What about the name Captcha? That was Blum’s idea. “I remember trying to come up with a ‘gotcha’-like acronym.” The best he could manage was: Completely Automated Public Turing test for telling Computers and Humans Apart.
Laugh tracks. I haven’t found the original NYT piece, but there’s a lengthy Wikipedia article on the subject. Excerpts:
A laugh track (or laughter track) is a separate soundtrack for a recorded comedy show containing the sound of audience laughter. In some productions the laughter is a live audience response; in the U.S., the term usually implies artificial laughter (canned laughter or fake laughter) made to be inserted into the show. This was invented by American sound engineer Charles “Charley” Douglass.
… In early television, most shows that were not live used the single-camera filmmaking technique, where a show was created by filming each scene several times from different camera angles.

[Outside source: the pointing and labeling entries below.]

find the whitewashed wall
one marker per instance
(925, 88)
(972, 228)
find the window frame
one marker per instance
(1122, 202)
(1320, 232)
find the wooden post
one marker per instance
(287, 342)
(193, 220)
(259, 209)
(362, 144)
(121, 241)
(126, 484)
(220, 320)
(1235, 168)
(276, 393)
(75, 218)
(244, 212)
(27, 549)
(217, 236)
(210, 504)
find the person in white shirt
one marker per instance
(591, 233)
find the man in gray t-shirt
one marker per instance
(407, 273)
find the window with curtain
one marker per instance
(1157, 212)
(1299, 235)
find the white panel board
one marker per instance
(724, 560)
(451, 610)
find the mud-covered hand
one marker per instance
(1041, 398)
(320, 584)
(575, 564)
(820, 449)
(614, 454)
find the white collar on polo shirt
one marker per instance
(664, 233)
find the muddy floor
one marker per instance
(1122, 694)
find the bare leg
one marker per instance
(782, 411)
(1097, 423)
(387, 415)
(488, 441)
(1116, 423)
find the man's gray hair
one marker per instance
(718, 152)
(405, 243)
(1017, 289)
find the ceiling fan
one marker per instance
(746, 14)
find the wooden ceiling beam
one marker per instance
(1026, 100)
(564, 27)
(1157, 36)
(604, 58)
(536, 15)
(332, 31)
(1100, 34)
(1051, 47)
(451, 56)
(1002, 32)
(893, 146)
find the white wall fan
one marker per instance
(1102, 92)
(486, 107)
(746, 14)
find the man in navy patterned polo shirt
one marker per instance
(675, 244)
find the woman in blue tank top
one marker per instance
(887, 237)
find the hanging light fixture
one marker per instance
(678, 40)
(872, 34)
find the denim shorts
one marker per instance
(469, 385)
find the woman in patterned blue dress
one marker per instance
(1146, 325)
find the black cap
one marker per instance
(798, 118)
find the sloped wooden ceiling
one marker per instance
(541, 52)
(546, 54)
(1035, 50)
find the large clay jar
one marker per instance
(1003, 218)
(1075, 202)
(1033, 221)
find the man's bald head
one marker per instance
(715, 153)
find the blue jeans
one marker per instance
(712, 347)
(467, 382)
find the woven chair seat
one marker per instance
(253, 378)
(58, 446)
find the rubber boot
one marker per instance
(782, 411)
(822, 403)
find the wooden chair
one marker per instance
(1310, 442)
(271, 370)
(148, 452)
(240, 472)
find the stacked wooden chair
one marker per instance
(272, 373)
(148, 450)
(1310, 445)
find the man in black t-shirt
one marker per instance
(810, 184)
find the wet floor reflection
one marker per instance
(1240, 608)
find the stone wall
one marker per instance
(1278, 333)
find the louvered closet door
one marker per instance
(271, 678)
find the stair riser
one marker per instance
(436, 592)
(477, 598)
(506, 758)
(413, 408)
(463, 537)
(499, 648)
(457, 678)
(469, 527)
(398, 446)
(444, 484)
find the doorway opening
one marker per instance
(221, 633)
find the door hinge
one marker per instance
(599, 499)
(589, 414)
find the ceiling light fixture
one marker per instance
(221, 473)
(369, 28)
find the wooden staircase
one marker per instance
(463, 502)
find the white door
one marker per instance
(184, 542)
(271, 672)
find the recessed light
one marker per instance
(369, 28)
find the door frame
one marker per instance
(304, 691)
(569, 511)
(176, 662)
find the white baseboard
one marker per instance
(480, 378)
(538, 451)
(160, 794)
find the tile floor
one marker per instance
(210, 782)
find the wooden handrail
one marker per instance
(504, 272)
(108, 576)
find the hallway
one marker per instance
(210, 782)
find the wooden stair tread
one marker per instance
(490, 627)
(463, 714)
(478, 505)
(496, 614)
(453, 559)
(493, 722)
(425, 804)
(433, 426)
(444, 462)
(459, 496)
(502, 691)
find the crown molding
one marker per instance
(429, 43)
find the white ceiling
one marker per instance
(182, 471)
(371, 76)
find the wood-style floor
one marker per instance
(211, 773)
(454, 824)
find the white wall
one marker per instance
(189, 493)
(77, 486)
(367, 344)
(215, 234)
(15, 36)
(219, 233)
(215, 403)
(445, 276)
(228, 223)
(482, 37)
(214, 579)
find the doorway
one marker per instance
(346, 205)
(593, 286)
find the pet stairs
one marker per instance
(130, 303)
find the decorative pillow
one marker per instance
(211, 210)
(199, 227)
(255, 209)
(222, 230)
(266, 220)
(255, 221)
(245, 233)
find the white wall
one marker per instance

Live audiences could not be relied upon to laugh at correct moments; other times, audiences would laugh too loudly or for too long.
CBS sound engineer Charley Douglass noticed these inconsistencies, and took it upon himself to remedy the situation. If a joke did not get the desired chuckle, Douglass inserted additional laughter; if the live audience chuckled too long, Douglass gradually muted the guffaws. This editing technique became known as sweetening, in which recorded laughter is used to augment the response of the real studio audience if they did not react as strongly as desired. Conversely, the process could be used to “desweeten” audience reactions, toning down unwanted loud laughter or removing inappropriate applause, thus making the laughter more in line with the producer’s preferred method of telling the story.
… The first American television show to incorporate a laugh track was the sitcom The Hank McCune Show in 1950.
Current tv shows differ widely in how they use laugh tracks. Some don’t use them at all — there’s a list in the Wikipedia article — while others use them obtrusively. (I would enjoy the enormously popular The Big Bang Theory more if it didn’t have such an annoying laugh track.)
January 20, 2014 at 8:18 am |
antiques roadshow had a guy a few weeks ago who bought the original laugh-track machine at a storage auction. the appraiser said it was the one that the inventor kept closely-guarded, and used himself rather than let other people see how he was doing it. i can’t remember the name, but i am guessing it was charley douglass.